Budistler arasında en büyük ayrılık rahiplerle, normal hayat süren halk arasındadır. Rahiplik, Budizm'in çekirdeğini teşkil eder. Esasında yüksek hedefe yönelik şartlara, ancak rahipler uyabilir. Rahipler, toplu halde veya münzevî olarak yaşarlar. Rahipliğe “Sangha” denir. Sangha, tabii olarak Budist cemaatının bir kısmını teşkil eder. Aradaki oran çeşitli zamanlara ve ülkelere göre değişmektedir. Mesela Çin'de m.s. 450 yıllarında 77258 rahip ve rahibe varken, 75 sene sonra m.s. 525 yılında 2.000.000 olmuştur. Seylan'da m.s. 450 yılında yalnız 2500 rahip varken, bu rakam 3901 yılında 7300 olmuştur.

Rahipler, Budizm'in üstün sınıfını teşkil ederler. Kelimenin açık ifadesiyle, yalnız bunlar hakiki Budistlerdir. Rahip olmayanlarla rahipler arasındaki hayat farkının uzlaşması mümkün değildir. Her ne kadar rahip olmayanın daNirvana'ya ulaşabileceği ifade edilirse de, arkasından ya tarikata girmesi veya hayatı terk etmesinin zorunlu olduğu ilave edilir. Rahip olmayan bir kimse mevcut hayatıyla, ancak daha önceki hayatında rahip hayatı yaşadıysa, Nİrvana'ya ulaşabilir. Fakat, Mahayana Mezhebi daha ileri giderek, rahip olmayanın da gayretiyle müstakbel Buda olabileceğini kabul eder. Yalnız, bu kimsenin dağ başında haydutlar arasına düşmüş, korkudan titreyen ve bu durumdan kurtulmak isteyen birisi gibi, nefsi hayattan nefret etmesi, kurtulmaya çalışması gerekir.
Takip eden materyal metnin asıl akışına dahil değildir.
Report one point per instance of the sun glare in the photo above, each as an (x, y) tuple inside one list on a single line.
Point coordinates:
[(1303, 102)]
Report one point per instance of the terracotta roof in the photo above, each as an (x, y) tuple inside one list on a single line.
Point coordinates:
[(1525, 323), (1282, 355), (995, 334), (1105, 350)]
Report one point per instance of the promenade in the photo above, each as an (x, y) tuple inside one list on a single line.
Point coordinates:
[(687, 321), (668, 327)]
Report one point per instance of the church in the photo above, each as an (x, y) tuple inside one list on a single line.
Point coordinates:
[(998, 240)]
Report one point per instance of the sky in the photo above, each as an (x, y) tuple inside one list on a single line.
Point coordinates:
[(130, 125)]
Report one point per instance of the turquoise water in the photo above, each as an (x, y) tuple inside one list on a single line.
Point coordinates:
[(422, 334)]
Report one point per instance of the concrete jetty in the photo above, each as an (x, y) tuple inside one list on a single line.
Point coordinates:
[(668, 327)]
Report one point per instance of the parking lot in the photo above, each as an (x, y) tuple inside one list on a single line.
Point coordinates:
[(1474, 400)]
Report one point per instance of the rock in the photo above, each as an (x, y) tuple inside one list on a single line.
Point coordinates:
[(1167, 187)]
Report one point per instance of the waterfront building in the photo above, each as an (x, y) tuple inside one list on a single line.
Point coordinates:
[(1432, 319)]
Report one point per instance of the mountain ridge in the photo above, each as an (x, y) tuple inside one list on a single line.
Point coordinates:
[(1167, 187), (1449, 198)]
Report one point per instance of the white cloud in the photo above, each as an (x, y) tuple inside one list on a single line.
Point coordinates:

Manastır hayatı, Hinayana kaideleri ile tespit edilmiştir. Tabir, “Vinayati”den (kötülükten iyiliğe, kargaşadan düzene götürmek anlamından) gelmektedir. Rahipler , Hinayana kaidelerini yerine getirmeye çalışırlar. Manastır nizamı, “Pratimoksha” kaidelerinde tespit edilmiştir. Çeşitli mezhepler, bu kaidelerin sayısını 227 ve 253 arasında verirler. Bunlar, çeşitli kaynaklarda bir birine yakın olarak tekrar edilirler. Prati-moksha kelimesi “Günahlardan dönmek veya techizatlanmak ve zırh” anlamlarına gelir.
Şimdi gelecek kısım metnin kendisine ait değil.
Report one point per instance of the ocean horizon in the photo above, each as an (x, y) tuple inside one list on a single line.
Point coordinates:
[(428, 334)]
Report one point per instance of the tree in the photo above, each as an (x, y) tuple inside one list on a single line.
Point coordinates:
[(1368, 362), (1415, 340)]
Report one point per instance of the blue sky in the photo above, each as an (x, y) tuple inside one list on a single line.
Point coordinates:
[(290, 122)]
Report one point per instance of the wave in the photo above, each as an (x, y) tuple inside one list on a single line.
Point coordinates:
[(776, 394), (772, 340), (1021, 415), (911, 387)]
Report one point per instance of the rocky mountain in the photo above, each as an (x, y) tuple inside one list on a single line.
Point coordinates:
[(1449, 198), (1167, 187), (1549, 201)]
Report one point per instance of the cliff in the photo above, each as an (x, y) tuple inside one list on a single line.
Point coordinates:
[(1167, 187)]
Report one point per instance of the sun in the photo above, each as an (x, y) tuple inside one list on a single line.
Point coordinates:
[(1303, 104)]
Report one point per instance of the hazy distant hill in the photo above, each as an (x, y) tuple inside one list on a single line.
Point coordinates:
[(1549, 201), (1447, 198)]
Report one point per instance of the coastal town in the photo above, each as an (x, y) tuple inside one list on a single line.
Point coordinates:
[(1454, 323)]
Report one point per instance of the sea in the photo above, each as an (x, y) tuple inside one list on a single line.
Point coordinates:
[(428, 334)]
Rahip hayatının üç temel esası: fakirlik, bekârlık, sükûnettir. Rahiplerin hiç bir malı yoktur. Yalnız kendilerinin geniş ve uzun, yünden yapılmış bîr entari, bir sadaka tası, bîr iğne, bir tespih, iki haftada bir defa başını kazıyabilmesi için bir ustura ve küçük hayvancıkları içme suyundan süzebilmesi için bîr filtre taşımasına izin verilmiştir. Başlangıçta elbiseleri, köylerin süprüntülüklerinden toplanan çaputların bir birine yamanarak, safranla boyanmasıyla yapılırdı. Daha sonraları, entarilik kumaşlar mümin halk tarafından sadaka olarak verilmeye başlandı. Nazarî olarak rahipler evsiz, yurtsuz yaşamak zorundadırlar. Önceleri, onların ormanlarda, göğün altında, bir ağaç dibinde yaşamaları isteniyordu. Ancak sonraları manastırlarda, mabetlerde, evlerde ve mağaralarda yaşamalarına istenmeyerek izin verildi ve yeni hayat tehlikelerle dolu, lüks hayat olarak vasıflandırıldı. Yiyeceklerini ise, sadece dilenmekle temin ederler. Para sahibi olmaları uzun zamanlar boyunca yasaktı. Tarikatın kurulmasından sonra, bir kaç Vaisheli bu kaideyi bozmaya teşebbüs ettiler. Bu husus, tarikat içerisinde tehlikeli bir krize sebep oldu. Önceleri kaide lehine karar verildi ise de, sonraları rahiplerin para, toprak vs. gibi mülk sahibi olmalarına önem verilmedi.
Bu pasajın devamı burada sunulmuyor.